Когда все матросы собрались вместе, к ним вышел Брэшен. Альтия молча и равнодушно выслушала еще раз об отмене запрета на общение с носовым изваянием. Как она и предвидела, на лице Янтарь отразилось глубочайшее облегчение. Альтия умудрилась промолчать и тогда, когда Брэшен принялся перетасовывать вахты, заменяя ее людей бывшими рабами, – хотя капитан, нимало не посоветовавшись с нею, пустил по ветру плоды ее тщательных усилий, в результате которых вахта Альтии работала как часы. Между тем они были уже на пиратской территории и с каждым днем забирались все глубже. И вот здрасьте вам пожалуйста! – Брэшен взваливает на нее ответственность за людей, которых она едва знала по именам и которых Лавой, судя по всему, усердно подстрекал к бунту. Спасибо. Прекрасное дополнение к ее вахте. Альтия была в бешенстве, но сумела ничем не выдать своих истинных чувств.

Брэшен кончил говорить, и она отпустила своих матросов есть, спать и развлекаться по мере возможности. Самой ей есть совсем не хотелось – не было настроения. Обошли со всех сторон, вот как это называется! Альтия угрюмо поплелась в свою каюту. Впрочем, была ли это действительно «ее» каюта? Может, просто закуток, выделенный для троих?

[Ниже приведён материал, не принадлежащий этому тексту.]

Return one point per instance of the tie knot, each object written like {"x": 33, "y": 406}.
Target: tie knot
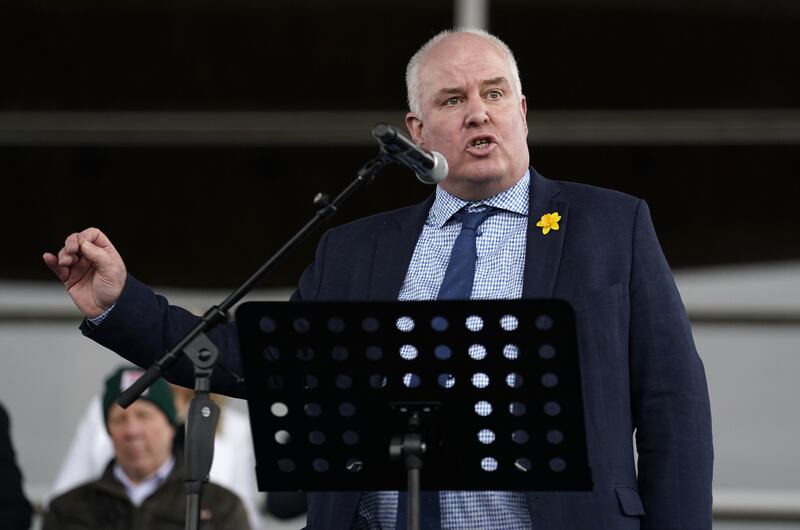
{"x": 473, "y": 220}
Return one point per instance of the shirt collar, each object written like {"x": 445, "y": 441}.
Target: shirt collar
{"x": 515, "y": 199}
{"x": 138, "y": 492}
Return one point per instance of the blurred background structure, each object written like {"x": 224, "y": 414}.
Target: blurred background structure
{"x": 196, "y": 134}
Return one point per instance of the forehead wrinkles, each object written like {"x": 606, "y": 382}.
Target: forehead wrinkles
{"x": 447, "y": 67}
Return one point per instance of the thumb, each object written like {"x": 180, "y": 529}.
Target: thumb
{"x": 95, "y": 254}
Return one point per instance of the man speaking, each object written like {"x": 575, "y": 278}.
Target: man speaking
{"x": 494, "y": 229}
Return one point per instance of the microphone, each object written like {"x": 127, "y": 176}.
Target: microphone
{"x": 430, "y": 167}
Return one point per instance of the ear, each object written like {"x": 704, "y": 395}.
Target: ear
{"x": 524, "y": 109}
{"x": 414, "y": 126}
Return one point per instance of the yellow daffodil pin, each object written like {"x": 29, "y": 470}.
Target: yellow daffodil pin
{"x": 549, "y": 221}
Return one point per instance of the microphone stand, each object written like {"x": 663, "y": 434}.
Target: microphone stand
{"x": 203, "y": 414}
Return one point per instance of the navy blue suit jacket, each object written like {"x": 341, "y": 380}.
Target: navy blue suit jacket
{"x": 641, "y": 373}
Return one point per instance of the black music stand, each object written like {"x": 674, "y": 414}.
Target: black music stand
{"x": 486, "y": 395}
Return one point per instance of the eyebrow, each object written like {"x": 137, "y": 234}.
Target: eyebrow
{"x": 484, "y": 84}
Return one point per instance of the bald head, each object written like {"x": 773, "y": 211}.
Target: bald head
{"x": 413, "y": 69}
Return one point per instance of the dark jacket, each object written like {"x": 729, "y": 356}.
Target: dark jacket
{"x": 15, "y": 510}
{"x": 641, "y": 374}
{"x": 104, "y": 504}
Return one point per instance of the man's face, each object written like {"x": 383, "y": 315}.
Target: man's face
{"x": 472, "y": 114}
{"x": 142, "y": 438}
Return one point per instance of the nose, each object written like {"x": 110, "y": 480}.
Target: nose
{"x": 477, "y": 113}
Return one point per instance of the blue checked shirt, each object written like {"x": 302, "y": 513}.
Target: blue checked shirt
{"x": 498, "y": 275}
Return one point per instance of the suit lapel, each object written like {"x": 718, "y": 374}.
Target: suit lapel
{"x": 393, "y": 251}
{"x": 543, "y": 252}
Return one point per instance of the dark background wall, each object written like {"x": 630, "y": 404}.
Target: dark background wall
{"x": 207, "y": 213}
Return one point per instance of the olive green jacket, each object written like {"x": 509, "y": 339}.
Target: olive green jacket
{"x": 104, "y": 504}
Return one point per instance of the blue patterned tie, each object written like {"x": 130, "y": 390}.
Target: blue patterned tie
{"x": 457, "y": 285}
{"x": 460, "y": 273}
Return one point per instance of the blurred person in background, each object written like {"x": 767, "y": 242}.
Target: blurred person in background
{"x": 233, "y": 466}
{"x": 142, "y": 487}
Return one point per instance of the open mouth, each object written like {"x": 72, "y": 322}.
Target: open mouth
{"x": 481, "y": 143}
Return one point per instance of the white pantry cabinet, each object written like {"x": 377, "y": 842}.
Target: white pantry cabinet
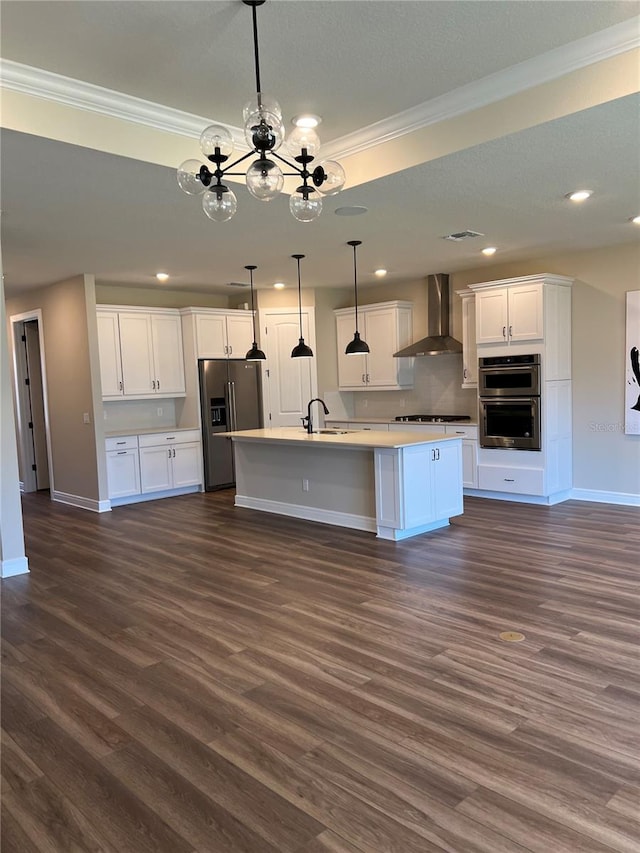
{"x": 220, "y": 333}
{"x": 386, "y": 327}
{"x": 170, "y": 460}
{"x": 469, "y": 346}
{"x": 140, "y": 353}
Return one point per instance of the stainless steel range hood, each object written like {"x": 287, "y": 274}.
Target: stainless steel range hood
{"x": 439, "y": 341}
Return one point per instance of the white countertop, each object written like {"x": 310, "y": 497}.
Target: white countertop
{"x": 357, "y": 438}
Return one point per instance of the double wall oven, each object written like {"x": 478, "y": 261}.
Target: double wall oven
{"x": 509, "y": 390}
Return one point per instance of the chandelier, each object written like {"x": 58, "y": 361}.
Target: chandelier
{"x": 265, "y": 135}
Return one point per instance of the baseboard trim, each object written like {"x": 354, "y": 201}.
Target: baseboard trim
{"x": 306, "y": 513}
{"x": 154, "y": 496}
{"x": 16, "y": 566}
{"x": 539, "y": 500}
{"x": 80, "y": 502}
{"x": 620, "y": 498}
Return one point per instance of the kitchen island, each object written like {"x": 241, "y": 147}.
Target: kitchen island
{"x": 395, "y": 484}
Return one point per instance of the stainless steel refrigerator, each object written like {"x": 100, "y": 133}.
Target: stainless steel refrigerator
{"x": 230, "y": 399}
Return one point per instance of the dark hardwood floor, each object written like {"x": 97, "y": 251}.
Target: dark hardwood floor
{"x": 182, "y": 675}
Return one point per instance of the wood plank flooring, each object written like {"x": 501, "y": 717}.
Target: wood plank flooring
{"x": 182, "y": 675}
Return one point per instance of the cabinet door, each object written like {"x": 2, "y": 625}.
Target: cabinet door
{"x": 447, "y": 479}
{"x": 187, "y": 464}
{"x": 155, "y": 469}
{"x": 525, "y": 312}
{"x": 380, "y": 334}
{"x": 352, "y": 369}
{"x": 168, "y": 356}
{"x": 109, "y": 350}
{"x": 491, "y": 316}
{"x": 469, "y": 346}
{"x": 211, "y": 336}
{"x": 136, "y": 346}
{"x": 123, "y": 473}
{"x": 239, "y": 333}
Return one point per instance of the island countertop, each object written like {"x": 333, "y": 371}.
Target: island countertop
{"x": 350, "y": 438}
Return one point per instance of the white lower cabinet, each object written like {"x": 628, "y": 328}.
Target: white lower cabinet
{"x": 153, "y": 463}
{"x": 123, "y": 466}
{"x": 170, "y": 461}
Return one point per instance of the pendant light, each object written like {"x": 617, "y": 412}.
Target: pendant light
{"x": 301, "y": 350}
{"x": 254, "y": 353}
{"x": 357, "y": 346}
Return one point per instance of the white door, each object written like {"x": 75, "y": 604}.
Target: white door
{"x": 123, "y": 473}
{"x": 137, "y": 354}
{"x": 239, "y": 333}
{"x": 168, "y": 356}
{"x": 109, "y": 352}
{"x": 155, "y": 469}
{"x": 491, "y": 316}
{"x": 352, "y": 369}
{"x": 187, "y": 464}
{"x": 211, "y": 336}
{"x": 525, "y": 312}
{"x": 382, "y": 367}
{"x": 289, "y": 382}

Упомянутый закуток в кои веки пустовал. Йек, скорее всего, отправилась завтракать, ну а Янтарь, вероятно, сразу бросилась к Совершенному. Альтия ощутила краткий укол совести: сама-то она к нему не пошла. Ну и ладно. Владевшая ею ярость кое-что высветила: похоже, надо было выкинуть из души не только Брэшена, но также и Янтарь с ее кораблем. Так-то оно проще. Надежней… И от нее будет тем больше толку как от второго помощника, чем меньше личного встанет между нею и ее прямыми обязанностями. Личное… какая чушь! Прочь!

«Попробую хоть выспаться», – решила она наконец. Но только вытащила мокрую рубаху из штанов и начала было стягивать через голову, как в дверь постучали. Альтия зло зашипела сквозь зубы.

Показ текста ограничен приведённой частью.